GameNET looks at first glance to be very powerful.
"Hey look, it's a 'whenever'! It's always the 'whenever's that are the broken cards!"
Sadly, there's a bit more to this.
ICE is often bemoaned for either never firing or not doing enough, and that's for a good reason: the runner has the choice to let subroutines fire or to pay credits to break the ICE. These "punisher" effects that let your opponent choose what happens always play much less powerfully than they appear on paper — remember, when evaluating cards, you shouldn't look solely at the best case scenario: you need to consider the average case and the worst case too.

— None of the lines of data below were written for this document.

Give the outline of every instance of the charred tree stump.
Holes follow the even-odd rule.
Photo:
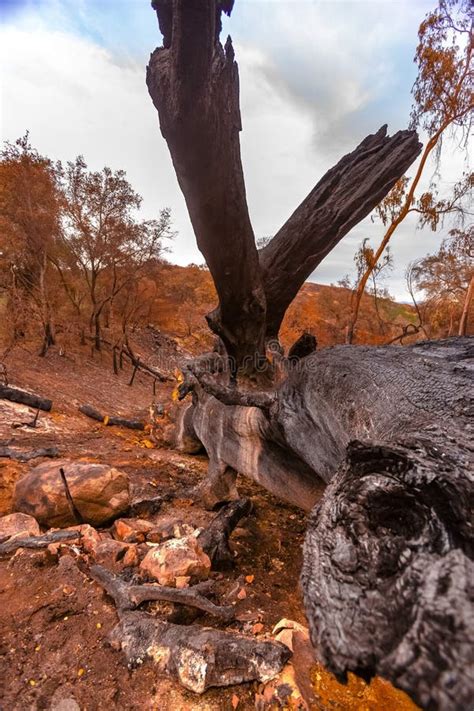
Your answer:
[[[216,285],[208,322],[230,362],[230,379],[191,364],[180,389],[193,393],[181,430],[209,455],[202,498],[209,507],[235,500],[240,472],[306,510],[317,504],[303,587],[319,658],[342,678],[380,673],[427,709],[464,711],[474,697],[466,645],[472,345],[304,353],[273,392],[237,388],[235,377],[258,370],[305,279],[403,176],[418,137],[390,137],[385,126],[367,136],[257,252],[237,64],[230,38],[219,41],[233,0],[153,6],[163,47],[147,85]]]

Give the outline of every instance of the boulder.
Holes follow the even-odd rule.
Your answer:
[[[68,460],[34,467],[17,482],[13,495],[15,511],[58,528],[78,523],[103,526],[124,514],[129,505],[124,472],[107,464]]]
[[[211,560],[195,536],[185,536],[153,546],[142,560],[140,568],[160,585],[175,587],[177,579],[190,578],[194,582],[208,578]]]
[[[12,513],[0,518],[0,540],[12,536],[39,536],[38,521],[24,513]]]

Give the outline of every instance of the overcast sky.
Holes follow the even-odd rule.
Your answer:
[[[435,0],[236,0],[231,34],[240,67],[242,157],[257,237],[274,234],[317,180],[367,134],[406,128],[417,30]],[[28,129],[53,159],[83,154],[89,166],[124,168],[143,196],[143,216],[172,209],[170,259],[202,263],[166,143],[145,85],[161,45],[148,0],[0,0],[2,140]],[[464,154],[445,149],[447,186]],[[369,218],[352,230],[311,280],[353,271]],[[446,233],[446,230],[444,231]],[[408,220],[393,237],[391,293],[407,299],[409,261],[434,251],[443,232]]]

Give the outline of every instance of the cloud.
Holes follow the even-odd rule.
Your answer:
[[[240,67],[242,158],[257,237],[274,234],[367,133],[385,122],[405,126],[416,29],[431,4],[236,3],[225,29]],[[2,137],[29,129],[32,143],[54,159],[82,153],[91,168],[124,168],[144,197],[144,216],[171,207],[179,232],[172,259],[202,262],[145,86],[149,53],[161,42],[147,3],[37,0],[25,7],[0,27]],[[459,174],[459,157],[448,157],[446,175]],[[375,242],[381,234],[370,220],[358,225],[314,279],[337,281],[352,269],[363,237]],[[394,293],[404,294],[407,261],[439,240],[403,224],[394,237]]]

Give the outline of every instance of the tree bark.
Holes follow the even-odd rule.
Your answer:
[[[329,348],[291,370],[270,410],[196,385],[191,418],[209,506],[238,497],[236,472],[317,504],[302,581],[319,659],[446,711],[474,693],[473,352],[472,338]]]

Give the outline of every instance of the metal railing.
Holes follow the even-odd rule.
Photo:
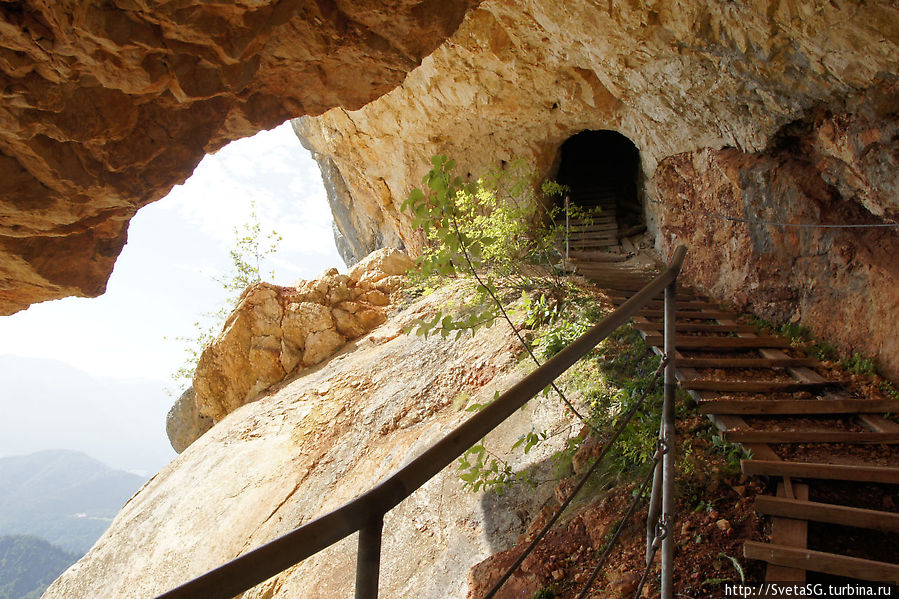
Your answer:
[[[229,599],[251,589],[272,576],[359,531],[356,559],[356,599],[378,596],[378,574],[381,554],[381,532],[384,515],[428,482],[446,466],[465,453],[528,400],[537,396],[571,365],[587,355],[597,344],[664,290],[665,293],[665,392],[662,409],[662,442],[665,452],[655,470],[661,496],[654,493],[651,501],[659,521],[670,530],[674,518],[674,304],[675,284],[686,254],[679,246],[667,268],[584,335],[549,359],[543,366],[520,380],[480,412],[460,424],[448,435],[430,446],[397,472],[366,493],[336,510],[312,520],[293,531],[249,551],[230,562],[210,570],[193,580],[159,595],[157,599]],[[653,525],[653,530],[656,526]],[[674,545],[670,534],[661,539],[662,598],[670,599]],[[658,545],[659,535],[647,538]],[[654,553],[654,552],[653,552]],[[647,558],[649,559],[649,557]]]

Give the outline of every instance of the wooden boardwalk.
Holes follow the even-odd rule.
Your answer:
[[[583,252],[574,261],[578,272],[606,289],[615,303],[624,302],[651,276],[599,253]],[[844,451],[899,444],[899,424],[883,417],[899,413],[899,401],[852,397],[847,381],[822,376],[821,364],[792,348],[789,340],[741,324],[737,312],[692,289],[679,287],[677,302],[681,387],[725,440],[750,452],[751,459],[742,461],[744,474],[778,481],[776,495],[759,496],[755,506],[771,520],[769,542],[746,540],[744,557],[766,562],[769,582],[804,583],[807,572],[814,571],[899,584],[899,543],[887,543],[876,559],[808,547],[810,522],[838,525],[835,534],[851,527],[855,532],[849,544],[865,539],[869,533],[864,531],[899,533],[899,510],[891,499],[899,485],[899,463],[866,463]],[[634,326],[657,353],[662,352],[661,315],[659,298],[634,318]],[[808,444],[814,453],[805,451],[812,447]],[[867,499],[873,486],[875,495],[883,493],[884,505],[870,509],[809,499],[811,491],[812,497],[843,501],[846,484],[863,485]],[[842,491],[831,492],[838,485]]]

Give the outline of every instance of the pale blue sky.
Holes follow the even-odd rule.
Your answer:
[[[175,339],[190,336],[200,315],[222,301],[224,292],[212,277],[227,271],[234,228],[246,221],[254,200],[263,229],[283,236],[268,263],[273,282],[288,285],[327,268],[344,269],[318,166],[285,123],[205,157],[184,185],[141,209],[106,294],[45,302],[0,317],[0,362],[4,354],[41,358],[95,378],[144,379],[158,387],[160,420],[135,426],[156,427],[165,440],[160,423],[173,401],[165,390],[183,361],[183,345]],[[121,409],[127,399],[108,401]],[[0,398],[3,415],[11,413],[10,402],[16,402],[16,412],[28,403],[38,409],[38,402],[6,396]],[[3,415],[0,422],[7,420]],[[0,445],[0,454],[13,453],[22,452]]]

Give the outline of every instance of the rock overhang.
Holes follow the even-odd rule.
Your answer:
[[[105,291],[206,152],[399,84],[476,0],[0,5],[0,314]]]

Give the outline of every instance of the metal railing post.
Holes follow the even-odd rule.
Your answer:
[[[565,196],[565,259],[568,260],[568,238],[570,237],[568,226],[568,196]]]
[[[675,430],[674,430],[674,393],[677,380],[675,377],[675,297],[677,279],[665,287],[665,396],[662,404],[662,427],[665,453],[662,456],[662,523],[665,536],[662,539],[662,599],[674,597],[674,463],[675,463]]]
[[[381,569],[381,531],[384,516],[378,515],[359,529],[356,554],[356,599],[377,599],[378,574]]]

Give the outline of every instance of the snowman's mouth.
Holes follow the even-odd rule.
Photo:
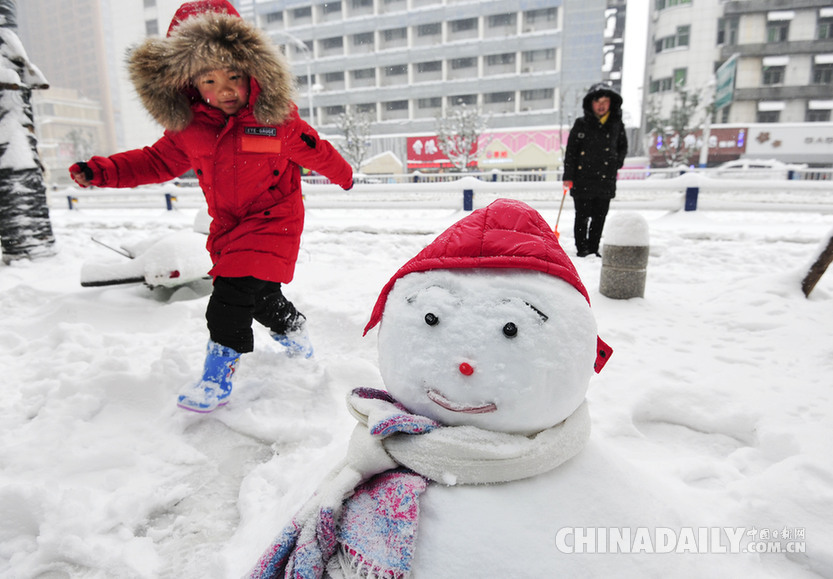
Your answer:
[[[495,406],[494,402],[489,402],[488,404],[481,404],[479,406],[466,406],[465,404],[460,404],[459,402],[454,402],[453,400],[449,400],[445,396],[442,395],[437,390],[433,388],[429,389],[427,392],[428,398],[434,404],[438,406],[442,406],[446,410],[450,410],[451,412],[462,412],[463,414],[487,414],[489,412],[494,412],[497,410],[497,406]]]

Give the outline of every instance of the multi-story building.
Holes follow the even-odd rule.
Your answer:
[[[730,99],[712,117],[718,132],[730,132],[713,138],[725,146],[710,150],[712,163],[741,155],[831,163],[831,0],[652,4],[645,87],[647,100],[659,105],[665,117],[673,107],[675,85],[713,87],[715,72],[734,59]],[[711,102],[708,90],[703,96]]]
[[[491,129],[557,130],[602,78],[605,0],[242,4],[284,46],[302,117],[337,134],[342,113],[368,113],[372,153],[403,160],[406,136],[430,135],[460,104],[478,107]]]

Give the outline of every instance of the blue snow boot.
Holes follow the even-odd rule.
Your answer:
[[[286,355],[290,358],[296,358],[298,356],[312,358],[312,342],[310,342],[309,334],[307,334],[307,331],[303,326],[285,334],[276,334],[275,332],[269,333],[273,340],[286,348]]]
[[[231,378],[240,362],[240,353],[208,340],[202,380],[179,395],[177,406],[193,412],[212,412],[228,404]]]

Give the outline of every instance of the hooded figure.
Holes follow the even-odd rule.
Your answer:
[[[594,85],[583,101],[567,140],[564,185],[576,207],[577,255],[598,255],[610,200],[616,196],[616,174],[628,154],[622,123],[622,97],[605,84]]]
[[[253,349],[252,319],[291,353],[311,355],[305,318],[280,290],[292,281],[304,225],[301,167],[344,189],[352,169],[298,117],[283,56],[226,0],[183,4],[165,38],[131,52],[128,70],[164,136],[70,174],[82,186],[136,187],[196,173],[212,218],[211,340],[203,380],[180,406],[210,412],[228,401],[239,355]]]

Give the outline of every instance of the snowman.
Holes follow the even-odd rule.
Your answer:
[[[250,576],[621,572],[570,553],[562,529],[586,545],[583,529],[654,524],[658,501],[588,445],[585,394],[611,349],[544,219],[511,200],[474,211],[396,272],[365,333],[377,324],[387,391],[351,394],[347,457]]]

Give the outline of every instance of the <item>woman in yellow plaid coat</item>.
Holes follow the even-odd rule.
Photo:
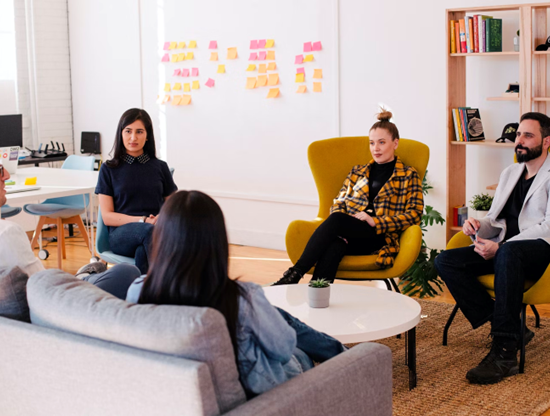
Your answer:
[[[313,279],[333,281],[344,255],[378,253],[376,263],[393,265],[399,233],[420,224],[422,183],[416,170],[395,155],[399,131],[382,111],[370,129],[373,160],[354,166],[336,196],[329,217],[315,230],[298,262],[274,285],[295,284],[315,266]]]

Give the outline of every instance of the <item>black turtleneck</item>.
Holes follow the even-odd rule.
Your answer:
[[[374,199],[378,196],[380,189],[386,184],[393,171],[395,169],[395,162],[397,158],[394,158],[391,162],[376,163],[371,166],[369,173],[369,206],[367,207],[367,214],[374,215]],[[372,212],[368,212],[372,210]]]

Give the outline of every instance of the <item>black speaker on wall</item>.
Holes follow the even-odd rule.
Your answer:
[[[99,132],[83,131],[80,138],[80,153],[101,154]]]

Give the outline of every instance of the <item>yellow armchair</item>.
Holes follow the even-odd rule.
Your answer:
[[[400,139],[397,156],[418,172],[422,180],[426,173],[430,150],[415,140]],[[338,137],[311,143],[308,160],[317,192],[319,213],[313,221],[296,220],[290,223],[286,232],[286,249],[293,264],[296,264],[313,232],[329,216],[332,201],[340,191],[351,168],[367,164],[372,159],[368,136]],[[343,280],[385,280],[388,289],[392,279],[402,276],[415,262],[422,245],[422,231],[419,226],[407,228],[400,237],[400,250],[392,267],[380,269],[376,255],[345,256],[340,263],[337,279]],[[311,269],[308,274],[313,273]]]

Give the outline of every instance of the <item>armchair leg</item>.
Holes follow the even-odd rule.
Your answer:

GameNET falls down because when the ID fires is almost entirely dependent on the runner. They choose when to run, they choose when to let subs fire, they choose when they spend credits on traces. Would you want your economy tied to the actions of your opponent?
Let's also look at it from a different angle: economy is most effective early in the game when you want to be setting up: you need money to install ICE, to rez ICE, to advance agendas, to play Hard-Hitting News. When does GameNET come into play? When your Gold Farmers and Turnpikes are already rezzed. GameNET starts raking in the money when you can force the runner to run through your servers over and over... but how did you get to that point? How did you get the money to rez the ice and to score enough agendas to force the runner's hand?
The answer is that you were Azmari EdTech instead.
Maybe GameNET would be less underwhelming if it had been released a few years down the road. As it is, the shadow of the slightly-too-pushed Azmari will loom over GameNET for most of its Standard-legal lifespan.